As a sub-specialisation within the RAF Flying branch those who qualify are known as RPAS pilots. To identify qualified RPAS pilots a dedicated RPAS pilot badge has been created, which differs only slightly from the design of the current RAF pilot badge by having blue laurel leaves to identify the specialisation.

The RAF’s Deputy Commander-in-Chief-Operations, Air Marshal Richard Garwood awarded the first badges to the newly qualified RPAS pilots. Air Marshal Garwood said: “This first graduation of RPAS pilots makes clear not only the RAF’s commitment to this pivotal technology but the associated need to produce highly qualified pilots devoted to fully exploiting RPAS capabilities now and in the future.”

The RAF has two RPAS Squadrons; 39 Squadron currently based at Creech AFB, and 13 Squadron, which is based at RAF Waddington, Lincolnshire. The RAF currently flies the Reaper MQ-9 Remotely piloted aircraft, which can be armed but are used primarily for real-time Intelligence, Surveillance and Reconnaissance (ISR) support and are an integral part of the RAF’s airpower capability, complementing its manned aircraft. Like manned aircraft the Reapers are always under the control of human crews working to the same legal rules of engagement (ROEs) but have the immense advantage over manned aircraft by being able to loiter or persist over a target area far longer.

The establishment of the RPAS pilot flying branch has been designed to aid the recruitment and training of qualified pilots to support current Reaper based operations but also gives the RAF the flexibility to convert and operate other future potential Remotely Piloted Air Systems that might be considered by the Ministry of Defence.

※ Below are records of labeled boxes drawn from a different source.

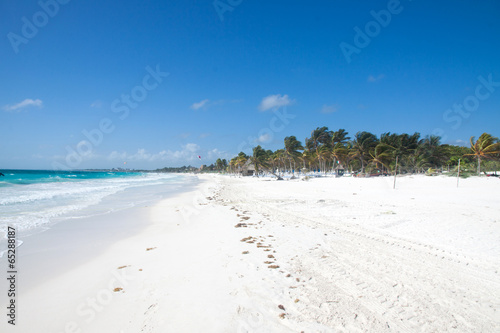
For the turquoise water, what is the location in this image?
[0,170,194,252]
[0,170,142,187]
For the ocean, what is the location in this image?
[0,170,196,257]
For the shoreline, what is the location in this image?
[0,175,500,332]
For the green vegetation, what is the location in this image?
[225,127,500,177]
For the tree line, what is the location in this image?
[222,126,500,175]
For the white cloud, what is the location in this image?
[191,99,210,110]
[366,74,385,82]
[256,133,272,143]
[3,98,43,112]
[259,94,294,111]
[108,143,200,162]
[90,99,102,109]
[321,104,339,113]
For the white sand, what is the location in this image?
[0,172,500,332]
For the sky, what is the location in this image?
[0,0,500,169]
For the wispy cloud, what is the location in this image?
[191,98,242,110]
[191,99,210,110]
[108,143,200,162]
[321,104,339,113]
[3,98,43,112]
[366,74,385,82]
[259,94,294,111]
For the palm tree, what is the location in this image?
[369,143,392,170]
[235,152,248,175]
[285,135,304,170]
[351,132,378,173]
[332,142,349,167]
[415,135,449,168]
[306,126,333,171]
[464,133,500,175]
[250,146,269,177]
[332,128,351,146]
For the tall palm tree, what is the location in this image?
[306,126,333,167]
[464,133,500,175]
[235,152,248,171]
[332,142,349,167]
[415,135,449,168]
[351,132,378,173]
[285,135,304,170]
[369,143,392,170]
[250,146,269,177]
[332,128,351,146]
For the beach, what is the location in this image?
[0,175,500,332]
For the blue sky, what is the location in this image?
[0,0,500,169]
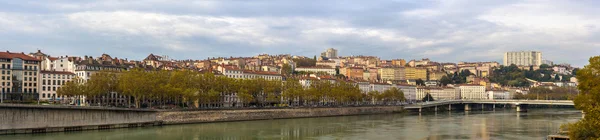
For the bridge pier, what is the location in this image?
[516,104,527,112]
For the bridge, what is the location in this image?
[404,100,575,112]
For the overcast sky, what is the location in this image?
[0,0,600,66]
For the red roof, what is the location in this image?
[40,71,75,75]
[0,51,40,61]
[244,70,281,76]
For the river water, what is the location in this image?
[0,109,582,140]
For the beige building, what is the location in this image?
[38,71,75,101]
[504,51,542,66]
[0,51,41,102]
[296,67,337,75]
[417,87,460,100]
[321,48,338,58]
[429,71,446,81]
[377,67,406,81]
[456,84,488,100]
[405,67,427,80]
[316,60,338,68]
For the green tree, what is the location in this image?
[415,79,425,86]
[440,75,452,86]
[422,93,435,102]
[85,71,118,105]
[565,56,600,140]
[281,64,294,75]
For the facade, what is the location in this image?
[396,84,419,102]
[487,90,512,100]
[504,51,542,66]
[456,84,488,100]
[296,67,337,75]
[217,65,283,80]
[316,60,339,68]
[38,71,75,101]
[429,71,446,81]
[0,51,41,102]
[377,67,406,81]
[417,87,460,100]
[321,48,338,58]
[392,59,406,67]
[405,67,427,80]
[340,67,364,79]
[542,59,554,66]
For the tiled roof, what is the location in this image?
[40,71,75,75]
[0,51,40,61]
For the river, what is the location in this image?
[0,109,582,140]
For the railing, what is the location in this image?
[406,99,574,108]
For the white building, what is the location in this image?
[396,84,419,102]
[504,51,542,66]
[38,71,75,101]
[217,65,283,80]
[296,67,337,75]
[487,90,512,100]
[321,48,338,58]
[417,87,460,100]
[456,84,488,100]
[49,57,77,73]
[552,66,571,75]
[369,83,392,93]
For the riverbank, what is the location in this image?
[0,104,404,134]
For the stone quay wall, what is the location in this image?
[0,104,160,134]
[157,106,404,124]
[0,104,404,135]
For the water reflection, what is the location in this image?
[0,109,581,140]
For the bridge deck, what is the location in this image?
[404,100,575,109]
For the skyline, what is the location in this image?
[0,0,600,67]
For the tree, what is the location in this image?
[415,79,425,86]
[564,56,600,140]
[117,69,150,108]
[440,75,452,86]
[281,64,294,75]
[540,64,550,69]
[422,93,435,102]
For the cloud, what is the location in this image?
[0,0,600,66]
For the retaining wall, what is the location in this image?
[157,106,403,124]
[0,104,404,134]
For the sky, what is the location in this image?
[0,0,600,67]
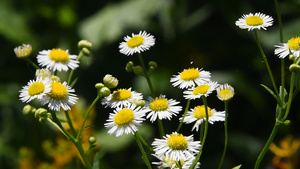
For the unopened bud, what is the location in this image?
[78,40,92,50]
[125,61,134,72]
[289,64,300,73]
[81,47,91,56]
[14,44,32,59]
[103,74,119,88]
[133,65,143,75]
[100,87,111,97]
[148,61,157,70]
[95,83,104,90]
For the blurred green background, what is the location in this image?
[0,0,300,169]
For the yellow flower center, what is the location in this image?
[111,89,131,101]
[127,36,144,48]
[28,82,45,96]
[193,85,209,95]
[149,97,169,111]
[246,16,264,26]
[220,89,233,100]
[167,133,188,150]
[287,37,300,50]
[114,109,134,126]
[49,49,69,63]
[180,68,200,80]
[49,82,68,100]
[193,105,213,119]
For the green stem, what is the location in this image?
[176,100,191,133]
[65,111,77,137]
[218,101,228,169]
[254,121,281,169]
[189,96,209,169]
[76,94,102,140]
[68,51,84,85]
[51,111,92,169]
[254,29,278,96]
[134,131,152,169]
[25,58,40,69]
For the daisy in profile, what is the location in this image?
[37,49,79,71]
[180,105,225,131]
[170,68,210,89]
[152,154,200,169]
[151,132,201,161]
[19,78,51,103]
[183,81,219,100]
[274,36,300,59]
[41,81,78,111]
[104,104,146,137]
[216,83,234,101]
[145,95,182,123]
[119,31,155,55]
[235,12,273,31]
[101,88,143,108]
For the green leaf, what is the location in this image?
[232,164,242,169]
[261,84,281,105]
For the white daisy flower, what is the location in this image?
[42,81,78,111]
[216,83,234,101]
[19,78,51,103]
[179,105,225,131]
[235,12,273,31]
[101,88,143,108]
[170,68,211,89]
[144,95,182,123]
[183,81,219,100]
[104,104,146,137]
[152,154,200,169]
[151,132,201,161]
[119,31,155,55]
[274,36,300,59]
[37,49,79,71]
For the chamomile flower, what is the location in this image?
[183,81,218,100]
[145,95,182,123]
[170,68,211,89]
[42,81,78,111]
[19,78,51,103]
[101,88,143,108]
[179,105,225,131]
[37,49,79,71]
[151,132,201,161]
[274,36,300,59]
[216,83,234,101]
[152,154,200,169]
[235,12,273,31]
[119,31,155,55]
[104,104,146,137]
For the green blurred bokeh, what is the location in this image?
[0,0,300,169]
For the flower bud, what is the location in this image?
[125,61,134,72]
[78,40,92,50]
[148,61,157,70]
[103,74,119,88]
[133,65,143,75]
[23,104,36,115]
[89,136,97,146]
[14,44,32,59]
[289,64,300,73]
[100,86,111,97]
[95,83,104,90]
[131,99,145,107]
[81,47,91,56]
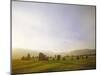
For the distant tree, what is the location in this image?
[57,55,61,60]
[76,56,79,60]
[39,53,48,60]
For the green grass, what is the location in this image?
[12,56,96,74]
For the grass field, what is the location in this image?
[12,56,96,74]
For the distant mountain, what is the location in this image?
[12,48,38,59]
[67,49,96,55]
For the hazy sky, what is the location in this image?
[12,1,95,51]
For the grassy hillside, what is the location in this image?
[12,49,96,74]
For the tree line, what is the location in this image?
[21,52,89,61]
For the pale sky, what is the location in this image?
[12,1,95,51]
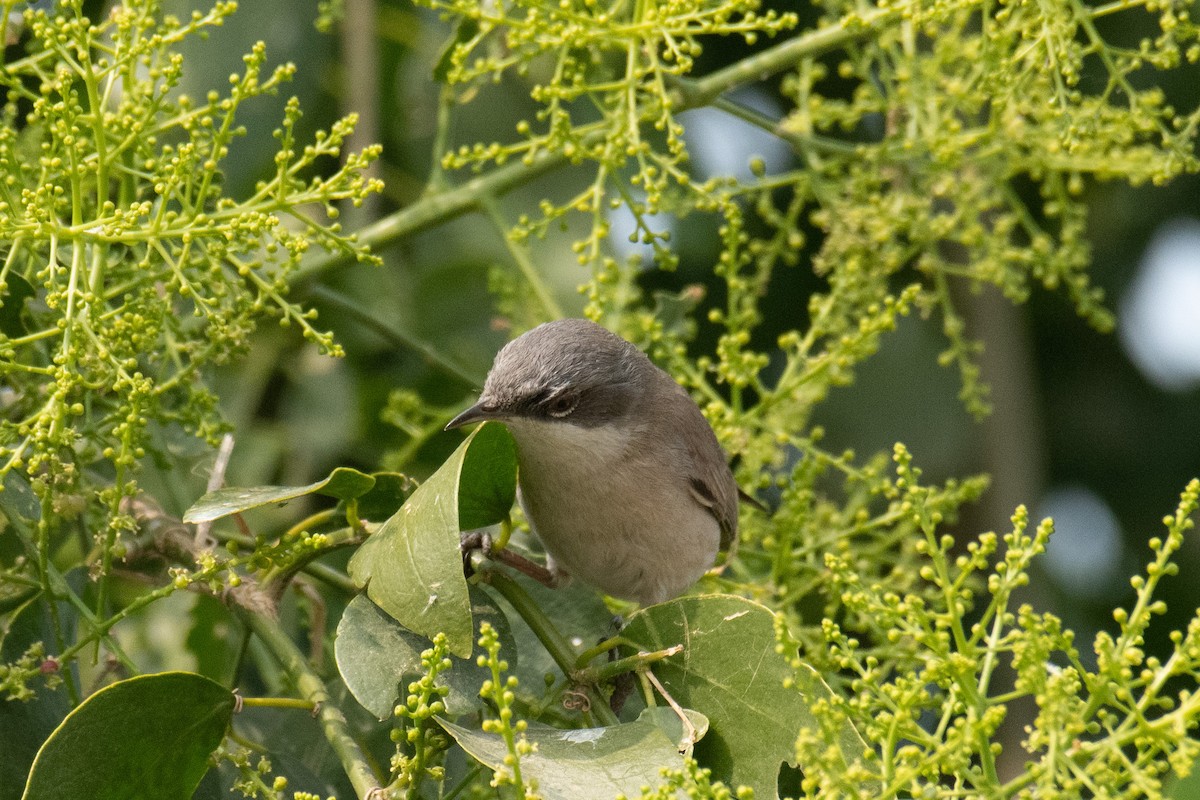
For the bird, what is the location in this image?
[446,319,738,606]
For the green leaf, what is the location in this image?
[359,473,416,522]
[458,422,517,530]
[349,423,516,657]
[23,672,234,800]
[622,595,865,799]
[0,597,72,800]
[438,708,708,800]
[184,467,376,523]
[334,587,517,720]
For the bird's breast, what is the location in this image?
[499,421,720,603]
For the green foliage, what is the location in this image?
[0,0,1200,800]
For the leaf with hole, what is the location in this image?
[334,587,517,720]
[622,595,866,798]
[438,708,708,800]
[349,423,516,658]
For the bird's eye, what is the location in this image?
[542,392,580,419]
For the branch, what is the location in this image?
[238,610,380,800]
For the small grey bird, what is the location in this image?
[446,319,738,604]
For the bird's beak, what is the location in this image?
[445,401,497,431]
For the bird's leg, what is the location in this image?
[637,664,698,756]
[458,530,563,589]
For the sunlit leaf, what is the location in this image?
[184,467,376,523]
[23,672,234,800]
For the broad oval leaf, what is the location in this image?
[622,595,865,799]
[438,708,708,800]
[23,672,234,800]
[334,587,517,720]
[349,422,516,658]
[184,467,376,523]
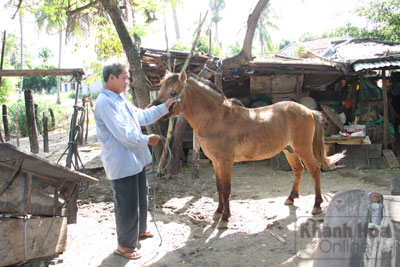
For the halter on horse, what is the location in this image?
[152,71,344,228]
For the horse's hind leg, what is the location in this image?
[303,159,323,215]
[283,150,304,205]
[213,162,233,229]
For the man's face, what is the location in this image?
[110,69,129,94]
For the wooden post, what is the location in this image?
[33,102,39,131]
[24,90,39,154]
[192,131,200,179]
[350,76,358,120]
[15,112,20,147]
[157,117,175,176]
[49,108,56,130]
[0,121,4,143]
[43,112,49,153]
[382,69,390,149]
[3,105,10,142]
[85,99,90,144]
[167,115,188,174]
[296,74,304,102]
[79,97,87,145]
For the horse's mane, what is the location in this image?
[188,73,226,98]
[162,73,244,106]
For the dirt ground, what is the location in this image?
[11,126,400,267]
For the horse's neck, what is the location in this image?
[182,80,223,133]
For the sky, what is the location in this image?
[0,0,365,68]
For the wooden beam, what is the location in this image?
[382,69,390,149]
[0,69,85,77]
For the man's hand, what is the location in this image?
[164,98,178,109]
[149,134,161,146]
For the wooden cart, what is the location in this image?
[0,143,97,266]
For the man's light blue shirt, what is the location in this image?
[94,89,168,180]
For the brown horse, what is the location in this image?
[157,71,344,228]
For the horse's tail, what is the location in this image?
[313,111,346,169]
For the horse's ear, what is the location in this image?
[179,71,187,83]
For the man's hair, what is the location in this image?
[103,62,127,82]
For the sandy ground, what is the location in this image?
[10,126,400,267]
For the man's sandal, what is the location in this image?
[139,232,154,239]
[114,249,142,260]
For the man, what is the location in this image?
[94,63,176,259]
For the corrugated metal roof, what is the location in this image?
[353,60,400,71]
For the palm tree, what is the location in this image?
[19,10,24,95]
[26,0,92,104]
[209,0,225,44]
[256,3,278,56]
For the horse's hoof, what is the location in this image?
[285,199,293,206]
[217,220,228,229]
[213,212,222,221]
[311,207,322,215]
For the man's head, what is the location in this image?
[103,62,129,94]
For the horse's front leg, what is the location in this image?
[213,179,224,221]
[213,162,233,229]
[283,150,304,205]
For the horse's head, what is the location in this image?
[151,70,187,117]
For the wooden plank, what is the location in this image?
[339,159,387,170]
[0,217,67,266]
[382,149,400,168]
[0,69,85,77]
[0,143,97,182]
[314,189,370,267]
[321,105,344,131]
[336,144,382,159]
[0,168,64,216]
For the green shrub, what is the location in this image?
[8,101,67,136]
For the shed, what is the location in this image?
[0,143,97,266]
[138,39,400,168]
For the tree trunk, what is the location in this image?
[43,112,49,153]
[0,122,4,143]
[171,1,181,40]
[15,112,20,147]
[57,31,62,105]
[25,90,39,154]
[49,108,56,131]
[19,13,24,98]
[3,105,10,142]
[222,0,269,70]
[101,0,162,161]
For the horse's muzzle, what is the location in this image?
[151,99,162,106]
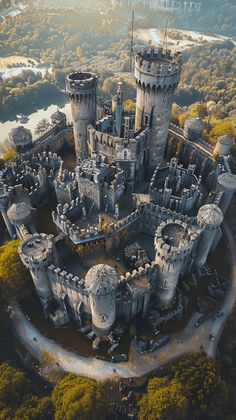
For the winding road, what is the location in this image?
[10,222,236,381]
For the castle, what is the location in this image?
[0,49,236,349]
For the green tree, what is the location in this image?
[0,241,31,301]
[52,374,106,420]
[34,118,50,136]
[138,377,189,420]
[3,148,16,162]
[12,395,54,420]
[0,363,30,411]
[173,353,227,419]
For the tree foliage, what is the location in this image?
[52,374,106,420]
[173,353,227,419]
[0,241,31,301]
[12,395,54,420]
[139,377,189,420]
[0,363,30,410]
[3,149,16,162]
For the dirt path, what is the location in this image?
[10,223,236,380]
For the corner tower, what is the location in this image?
[85,264,118,337]
[66,72,98,160]
[155,219,195,307]
[19,233,55,315]
[194,204,224,269]
[135,48,182,171]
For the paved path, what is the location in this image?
[11,223,236,380]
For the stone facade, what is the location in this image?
[0,49,236,348]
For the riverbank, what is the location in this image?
[134,28,236,51]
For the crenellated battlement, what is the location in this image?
[66,72,98,103]
[19,233,54,270]
[135,48,182,90]
[48,264,88,295]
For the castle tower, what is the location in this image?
[216,173,236,214]
[85,264,118,337]
[0,185,15,239]
[213,134,233,156]
[19,233,55,315]
[66,72,98,160]
[112,82,123,137]
[155,220,193,306]
[195,204,224,268]
[7,201,34,236]
[135,48,182,171]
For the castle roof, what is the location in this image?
[185,118,205,131]
[10,125,32,138]
[197,203,223,226]
[85,264,118,296]
[218,134,233,146]
[51,109,66,120]
[7,202,31,223]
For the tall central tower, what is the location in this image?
[135,48,182,172]
[66,72,98,161]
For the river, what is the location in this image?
[0,103,72,142]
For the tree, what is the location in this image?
[138,377,189,420]
[174,353,227,419]
[35,118,50,136]
[124,99,135,112]
[12,395,54,420]
[3,148,16,162]
[0,363,30,410]
[52,374,106,420]
[0,241,31,301]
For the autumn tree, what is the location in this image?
[52,374,106,420]
[34,118,50,136]
[138,377,188,420]
[173,352,227,419]
[12,395,54,420]
[0,363,30,411]
[0,241,31,301]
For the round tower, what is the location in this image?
[155,220,193,307]
[213,135,233,156]
[85,264,118,337]
[19,233,54,313]
[7,202,33,233]
[0,185,15,239]
[135,48,182,170]
[184,118,205,141]
[194,204,224,268]
[216,172,236,214]
[66,72,98,160]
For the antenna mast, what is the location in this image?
[163,19,168,57]
[130,10,134,73]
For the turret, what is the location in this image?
[66,72,98,160]
[112,82,123,137]
[19,234,55,315]
[216,173,236,214]
[85,264,118,337]
[7,201,33,238]
[155,219,194,306]
[0,185,15,239]
[195,204,224,268]
[213,135,233,156]
[135,48,182,171]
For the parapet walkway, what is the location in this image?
[10,223,236,381]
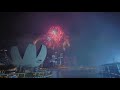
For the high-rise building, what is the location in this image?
[0,49,12,65]
[99,62,120,78]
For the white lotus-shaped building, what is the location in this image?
[10,44,47,67]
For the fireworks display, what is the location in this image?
[33,26,70,50]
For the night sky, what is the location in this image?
[0,12,120,65]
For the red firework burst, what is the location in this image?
[33,26,70,50]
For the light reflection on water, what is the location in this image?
[51,70,99,78]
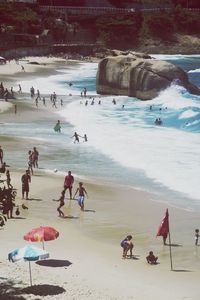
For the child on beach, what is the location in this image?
[120,235,134,258]
[73,182,88,211]
[146,251,158,265]
[194,229,200,246]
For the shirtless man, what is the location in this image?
[21,170,31,200]
[32,147,39,168]
[64,171,74,199]
[56,190,65,217]
[73,182,88,211]
[0,146,3,164]
[72,132,81,144]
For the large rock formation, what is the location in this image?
[96,51,200,100]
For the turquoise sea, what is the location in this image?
[0,55,200,211]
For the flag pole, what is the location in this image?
[169,219,173,271]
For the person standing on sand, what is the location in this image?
[28,150,33,175]
[18,84,22,94]
[194,229,200,246]
[32,147,39,168]
[71,132,82,144]
[120,235,134,258]
[0,146,3,164]
[6,170,13,189]
[56,190,65,217]
[73,182,88,211]
[21,170,31,200]
[64,171,74,199]
[42,97,46,106]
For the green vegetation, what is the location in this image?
[0,0,200,49]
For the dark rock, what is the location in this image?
[96,50,200,100]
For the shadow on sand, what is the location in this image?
[21,284,65,296]
[84,209,96,212]
[172,269,192,272]
[27,198,42,201]
[165,243,183,247]
[36,259,72,268]
[0,277,65,300]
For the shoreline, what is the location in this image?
[0,55,200,300]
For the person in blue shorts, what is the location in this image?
[73,182,88,211]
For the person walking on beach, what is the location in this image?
[71,131,81,144]
[73,182,88,211]
[56,190,65,217]
[83,88,87,97]
[64,171,74,199]
[120,235,134,258]
[32,147,39,168]
[21,170,31,200]
[194,229,200,246]
[54,120,61,132]
[18,84,22,94]
[36,90,41,100]
[6,170,13,189]
[83,134,88,142]
[42,97,46,106]
[0,146,3,164]
[30,86,35,98]
[146,251,158,265]
[28,150,33,175]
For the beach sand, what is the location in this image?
[0,58,200,300]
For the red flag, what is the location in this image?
[156,209,169,237]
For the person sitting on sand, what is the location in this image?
[146,251,158,265]
[0,162,10,173]
[120,235,134,258]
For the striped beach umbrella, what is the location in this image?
[8,245,49,285]
[24,226,59,249]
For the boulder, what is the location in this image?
[96,51,200,100]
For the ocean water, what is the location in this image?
[0,55,200,211]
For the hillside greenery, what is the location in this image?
[0,0,200,49]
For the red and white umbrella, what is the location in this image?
[24,226,59,249]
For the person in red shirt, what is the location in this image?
[64,171,74,199]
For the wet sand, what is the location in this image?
[0,56,200,300]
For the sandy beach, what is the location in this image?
[0,58,200,300]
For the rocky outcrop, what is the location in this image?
[96,51,200,100]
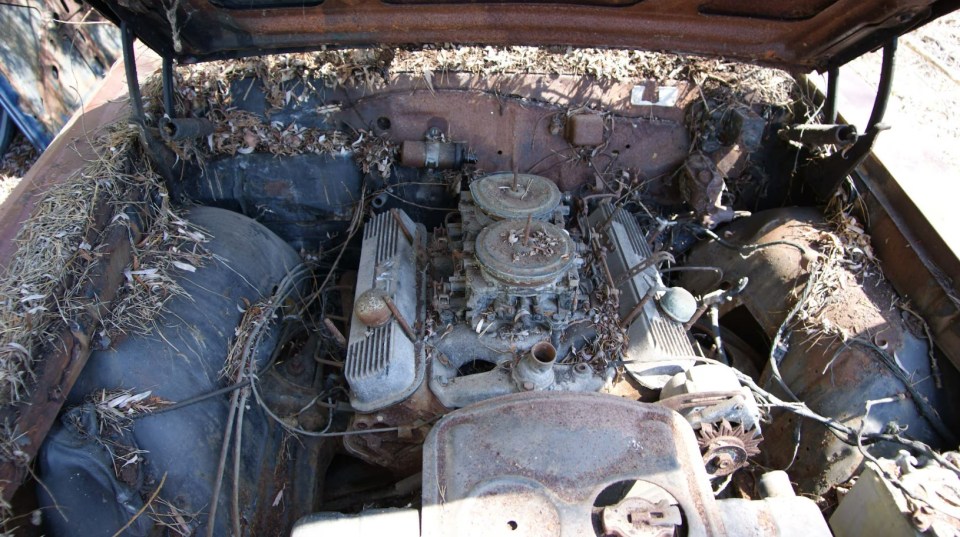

Attending the graduation of RPAS pilots with the Deputy Commander-in-Chief Operations was Wing Commander Thomas Burke the Officer Commanding 39 Squadron; he was unequivocal of the importance of the RPAS pilot flying branch:

“Today’s graduating Reaper pilots should be justifiably proud of their achievements having paved the way for the development of a new and exciting sub-specialisation within the Royal Air Force. To earn their wings they’ve had achieve the highest standards of airmanship and operational prowess and I am delighted that they will soon join the RAF’s Reaper Squadrons operating the aircraft in support of UK and NATO forces in Afghanistan. RPAS are an essential part of the Royal Air Force’s force mix now and in the future; today marks the establishment of a sub-specialisation that will ensure the Royal Air Force can continue to lead the way in providing this essential and burgeoning battle-winning capability.”